Seek out a certified personal trainer or someone with a quality credential to start and create a program that will meet your needs, not theirs.
Myth No. 7 - Runners shouldn’t weight train, it's counterproductive
False. If you look at the recent IAAF Track and Field World Championships in London, it was filled with athletes of all body types. Sprinters were muscular and powerful and the distance runners were lean but still displayed physiques that showed off considerable muscular definition. Sprinters work squats and power cleans and other explosive exercises, while distance runners will work higher repetitions to build muscular endurance.
Myth No. 8 - Muscle turns into fat once you stop lifting
False. Muscles will shrink or atrophy when not used. People gain body fat because they stop exercising and usually develop poor eating habits.
Myth No. 9 - Women shouldn’t lift weights
As a standard rule, never tell a woman that she shouldn’t do something.

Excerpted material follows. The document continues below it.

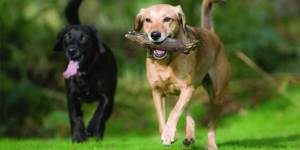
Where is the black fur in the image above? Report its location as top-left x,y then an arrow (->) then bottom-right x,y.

However, this statement is false. Women can weight train safely and develop strength alongside men. Women shouldn’t start a weight training program in their second or third trimester, but generally are safe to exercise throughout their pregnancy. Always consult your physician before beginning a weight training program.
There are several more myths floating among people who feel weight lifting is unnatural, these are few of the highlights. Some of the positive effects of weight training include: increased lean muscle mass while helping to decrease body fat; increased bone density; increased strength of tendons, ligaments, and joint stability; increased quality of life; increased mood and confidence; and improved cardio health. More studies of geriatric medicine are encouraging some level of resistance or weight training to maintain lean muscle mass in their patients.
Regardless of your view of weight lifting, choosing the correct type of training is essential. As a former competitive power lifter, we used to have a saying, “you have to lift big to get big.” In other words, for those that don’t want to move up a shirt or dress size, lighter weights with higher repetition can still be beneficial without gaining larger muscle mass. Specificity of your training is key. When you go to the gym have a plan, then work it.